Der dritte Teil wendet sich daraufhin der Untersuchung von "Exalted Figures in Judaism" zu und gliedert dabei das umfängliche Material nach "Human Figures" und "Angelic Figures". An der Sammlung und Auswertung der Belege wird deutlich, dass die Vorstellung der Erhöhung in eine bevorzugte Position vor Gott von den frühjüdischen Texten bis weit in die rabbinischen Texte hineinreicht. Als Menschen, die in dieser Weise ausgezeichnet werden, begegnen etwa Adam, Abel, Henoch, Abraham, Jakob, Levi, Mose, David, Jesaja, Elia, Esra oder Baruch - eine Reihe, der sich die eher schillernden Gestalten des Menschensohnes oder des Erwählten, des Messias sowie verschiedener Märtyrer bzw. Gerechter anschließen. Unter den Engelsgestalten treten vor allem Gabriel, Michael, Melchisedek, Metatron sowie verschiedene singuläre Gestalten oder größere Engelsgruppen hervor. Auffällig ist der Tatbestand, dass die Auszeichnung erhöhter Menschen - in der Regel von einer Art Transfiguration begleitet - mit der Vorstellung eines Thrones (neben Gott oder unabhängig) verbunden ist, während das Sitzen von Engeln nur in Ausnahmefällen ausgesagt wird. Größte Bedeutung kommt insgesamt der Henochtradition zu, in der die Verwandlung des Urvaters in eines der höchsten Engelwesen die Grenzen beider Bereiche ohnehin verschwimmen lässt. Vor diesem Hintergrund zeichnet sich ab: Zum einen wird Erhöhung allein von Gott her vollzogen, wobei der Erhöhte bei aller Auszeichnung mit großer Sensibilität von der Einzigkeit und höchsten Autorität Gottes unterschieden wird. Zum anderen bleibt diese gut belegte Vorstellung auf die Größen der Vergangenheit oder die eschatologischen Hoffnungsträger begrenzt, ohne je mit einem Zeitgenossen verbunden zu werden.

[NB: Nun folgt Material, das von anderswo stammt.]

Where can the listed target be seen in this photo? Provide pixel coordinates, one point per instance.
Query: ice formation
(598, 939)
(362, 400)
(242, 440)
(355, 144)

Aus meinen eigenen Untersuchungen zum slHen möchte ich hierzu anmerken: Methodisch ist die Unterscheidung von Henoch, dem Menschensohn und Metatron sicher unumgänglich - in der Traditionsentwicklung stellen sie jedoch einen zusammengehörigen, eng vernetzten Komplex dar. Das slHen, das in 22,5-10 mit der Transfiguration Henochs in einen der "Herrlichen des Herrn" äthHen 71,14-17 aufnimmt, weiterführt und damit hebrHen insgesamt vorbereitet (ein Abschnitt, der mehr an Aufmerksamkeit verdient), kann m. E. sehr viel zuversichtlicher noch vor das Jahr 70 datiert werden. Gerade an dieser Schlüsselstelle gibt es auch keine Zweifel hinsichtlich der Ursprünglichkeit des Textes (so 181). Ähnlich liegen die Dinge bei der Gestalt Melchisedeks. In slHen 71-72 erscheint er in der ambivalenten Charakteristik eines übernatürlich empfangenen und wunderbar geborenen Menschen, der schließlich jedoch in Gottes Welt entrückt wird und "in Ewigkeit" dort verbleibt. Auch dieser lange Zeit umstrittene Teil des Buches gehört in die Zeit vor 70 und gewinnt dadurch für die behandelte Thematik eine größere Bedeutung. Sachlich verbindet er "human" und "angelic figures" auf das engste miteinander.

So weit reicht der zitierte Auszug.